Titanic survivor’s tale sold at UK auction
An account of the sinking of the Titanic written by a survivor who was secretary to a controversial aristocrat has sold for £20,000, auctioneers in Britain said on Sunday.
Laura Francatelli wrote of how she heard an “awful rumbling” as the liner went down before hearing “screams and cries” from hundreds of drowning passengers.
She was travelling with her employer, Scottish landowner Sir Cosmo Duff-Gordon and his wife Lady Lucy Christiana when the disaster struck in 1912.
Duff-Gordon and his party boarded one of the last lifeboats, which had space for 40 people but only ended up carrying five passengers and seven crew.
He later paid the crew members around £5 each — the equivalent of about £300 today — and had to defend himself against claims that he had paid them off to secure his own safety.
In one of the most vivid passages of her account — an affidavit for the British inquiry into the disaster — Francatelli detailed what happened after their lifeboat was lowered into the sea.

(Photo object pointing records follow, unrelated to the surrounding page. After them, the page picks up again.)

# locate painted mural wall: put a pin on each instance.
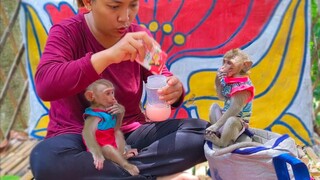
(196, 35)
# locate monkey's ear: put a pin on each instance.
(246, 66)
(89, 95)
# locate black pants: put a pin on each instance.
(164, 148)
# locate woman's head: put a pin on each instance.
(111, 18)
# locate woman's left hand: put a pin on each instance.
(172, 92)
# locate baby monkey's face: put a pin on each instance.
(104, 95)
(232, 67)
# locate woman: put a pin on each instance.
(104, 43)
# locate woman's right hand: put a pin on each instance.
(130, 47)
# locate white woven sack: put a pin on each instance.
(250, 162)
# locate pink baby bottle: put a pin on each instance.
(156, 109)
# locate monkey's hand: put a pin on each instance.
(213, 129)
(130, 153)
(132, 169)
(212, 134)
(98, 159)
(116, 109)
(221, 74)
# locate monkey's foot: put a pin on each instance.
(211, 136)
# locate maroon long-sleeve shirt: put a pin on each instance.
(65, 71)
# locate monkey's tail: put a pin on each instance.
(233, 147)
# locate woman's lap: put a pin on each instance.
(175, 147)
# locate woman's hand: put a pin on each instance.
(130, 47)
(172, 92)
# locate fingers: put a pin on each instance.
(140, 42)
(172, 92)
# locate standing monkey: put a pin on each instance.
(101, 131)
(235, 88)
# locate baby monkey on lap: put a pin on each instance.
(101, 132)
(230, 124)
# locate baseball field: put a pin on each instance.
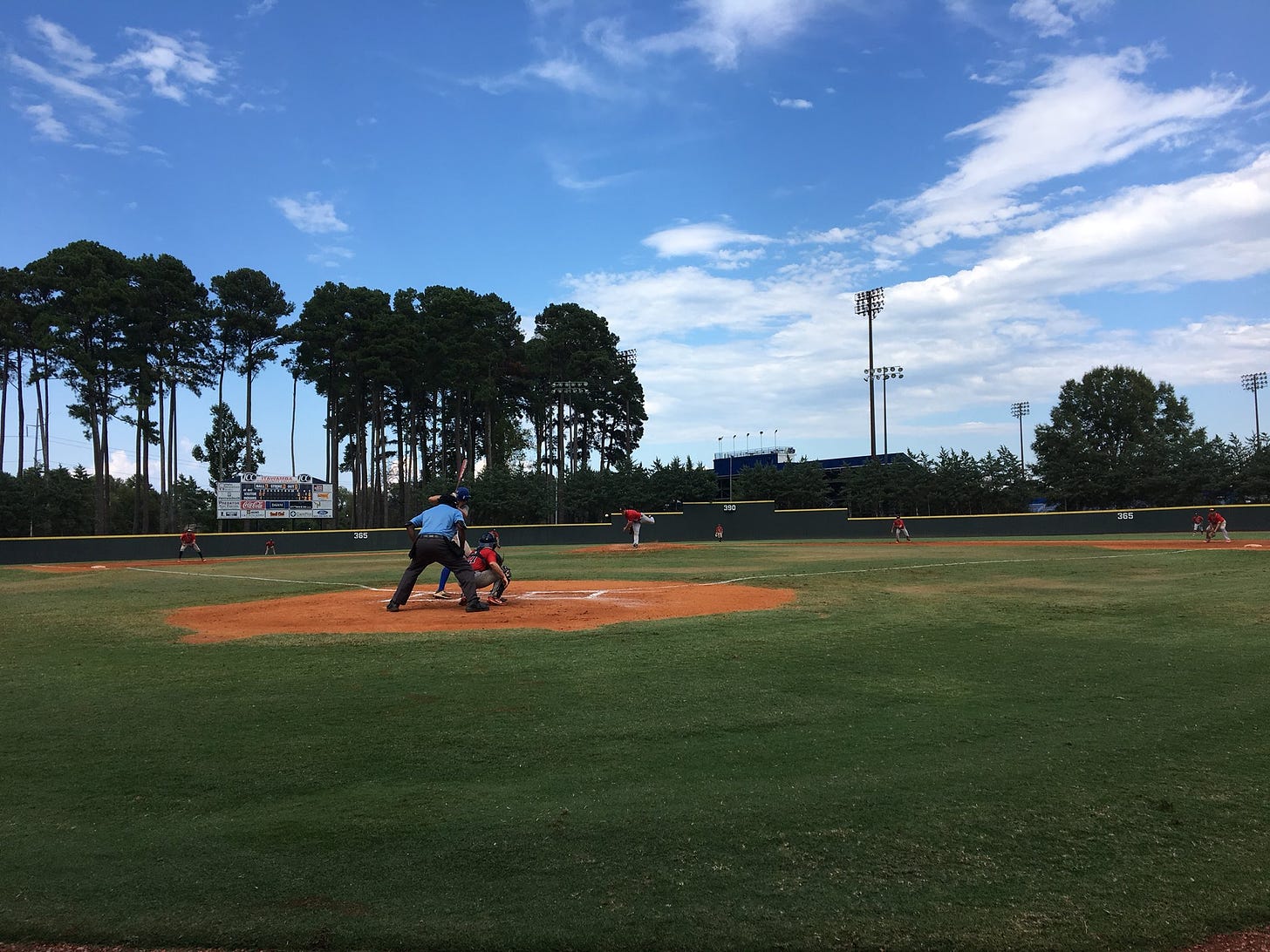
(936, 745)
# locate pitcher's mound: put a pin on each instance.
(557, 606)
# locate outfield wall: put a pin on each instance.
(742, 522)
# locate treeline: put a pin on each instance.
(412, 381)
(417, 381)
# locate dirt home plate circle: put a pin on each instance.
(556, 606)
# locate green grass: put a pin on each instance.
(932, 748)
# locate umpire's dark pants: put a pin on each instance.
(436, 548)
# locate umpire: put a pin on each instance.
(432, 540)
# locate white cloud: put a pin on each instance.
(1055, 18)
(971, 340)
(700, 239)
(70, 88)
(1085, 112)
(331, 256)
(310, 214)
(723, 30)
(46, 123)
(170, 66)
(258, 8)
(64, 47)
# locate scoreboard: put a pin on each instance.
(254, 497)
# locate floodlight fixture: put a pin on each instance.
(869, 305)
(1020, 411)
(1255, 382)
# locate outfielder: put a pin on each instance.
(188, 540)
(634, 518)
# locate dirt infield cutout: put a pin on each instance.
(556, 606)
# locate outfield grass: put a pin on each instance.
(932, 748)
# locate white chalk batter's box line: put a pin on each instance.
(549, 595)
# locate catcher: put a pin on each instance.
(489, 567)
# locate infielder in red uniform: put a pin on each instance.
(188, 540)
(634, 518)
(1216, 525)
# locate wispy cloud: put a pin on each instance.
(95, 97)
(723, 30)
(170, 66)
(331, 256)
(1082, 113)
(258, 8)
(1055, 18)
(700, 239)
(310, 214)
(70, 88)
(46, 123)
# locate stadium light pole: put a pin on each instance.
(563, 387)
(627, 359)
(884, 373)
(869, 305)
(1021, 411)
(1255, 382)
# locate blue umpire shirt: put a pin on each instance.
(440, 520)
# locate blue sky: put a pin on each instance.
(1041, 187)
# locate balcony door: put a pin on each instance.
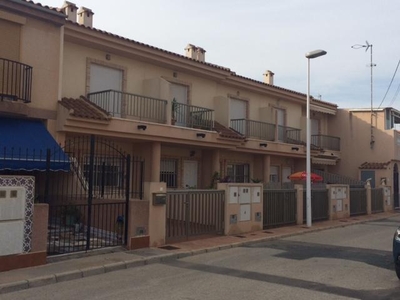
(280, 124)
(237, 111)
(315, 138)
(104, 78)
(190, 168)
(179, 93)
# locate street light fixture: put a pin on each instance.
(309, 55)
(372, 65)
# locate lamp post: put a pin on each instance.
(309, 55)
(372, 65)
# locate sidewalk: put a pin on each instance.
(70, 267)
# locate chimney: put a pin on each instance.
(269, 77)
(191, 51)
(69, 9)
(85, 16)
(200, 54)
(194, 52)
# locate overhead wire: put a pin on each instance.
(397, 92)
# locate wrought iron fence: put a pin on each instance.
(69, 230)
(279, 208)
(15, 80)
(254, 129)
(126, 105)
(326, 142)
(192, 116)
(358, 202)
(319, 205)
(194, 212)
(376, 200)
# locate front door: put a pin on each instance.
(190, 168)
(286, 171)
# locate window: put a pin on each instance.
(103, 78)
(168, 173)
(274, 174)
(238, 172)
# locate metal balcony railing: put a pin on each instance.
(254, 129)
(326, 142)
(192, 116)
(130, 106)
(15, 81)
(289, 135)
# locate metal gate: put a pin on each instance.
(192, 213)
(88, 205)
(319, 205)
(279, 208)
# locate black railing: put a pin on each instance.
(254, 129)
(15, 81)
(130, 106)
(326, 142)
(68, 227)
(289, 135)
(192, 116)
(194, 212)
(319, 205)
(279, 208)
(358, 202)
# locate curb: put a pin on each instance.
(123, 265)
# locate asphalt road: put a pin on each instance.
(351, 262)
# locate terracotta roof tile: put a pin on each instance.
(374, 165)
(227, 132)
(54, 9)
(83, 108)
(200, 62)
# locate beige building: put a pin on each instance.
(370, 146)
(134, 120)
(185, 141)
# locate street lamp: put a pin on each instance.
(369, 46)
(309, 55)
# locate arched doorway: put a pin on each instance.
(396, 185)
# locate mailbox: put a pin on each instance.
(159, 199)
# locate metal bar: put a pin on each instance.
(127, 196)
(90, 191)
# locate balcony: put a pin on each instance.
(192, 116)
(254, 129)
(15, 81)
(266, 131)
(326, 142)
(289, 135)
(131, 106)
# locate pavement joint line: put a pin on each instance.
(97, 270)
(91, 271)
(117, 266)
(14, 286)
(42, 281)
(69, 275)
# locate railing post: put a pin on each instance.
(369, 199)
(90, 191)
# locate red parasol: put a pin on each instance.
(303, 176)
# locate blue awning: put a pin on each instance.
(27, 145)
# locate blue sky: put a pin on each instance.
(252, 36)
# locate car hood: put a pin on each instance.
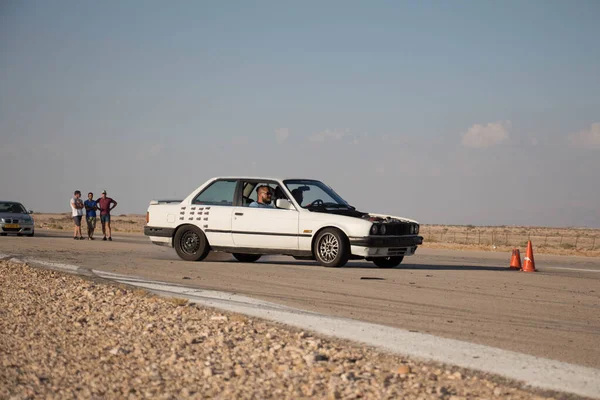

“We kept on rowing and stopping and rowing again I heard some talk going on all about the suction if the ship went down,” she wrote. “We were a long way off when we saw the Titanic go right up at the back and plunge down. There was an awful rumbling when she went. Then came the screams and cries. I do not know how long they lasted. We had hardly any talk. The men spoke about God and prayers and wives. We were all in the darkness.”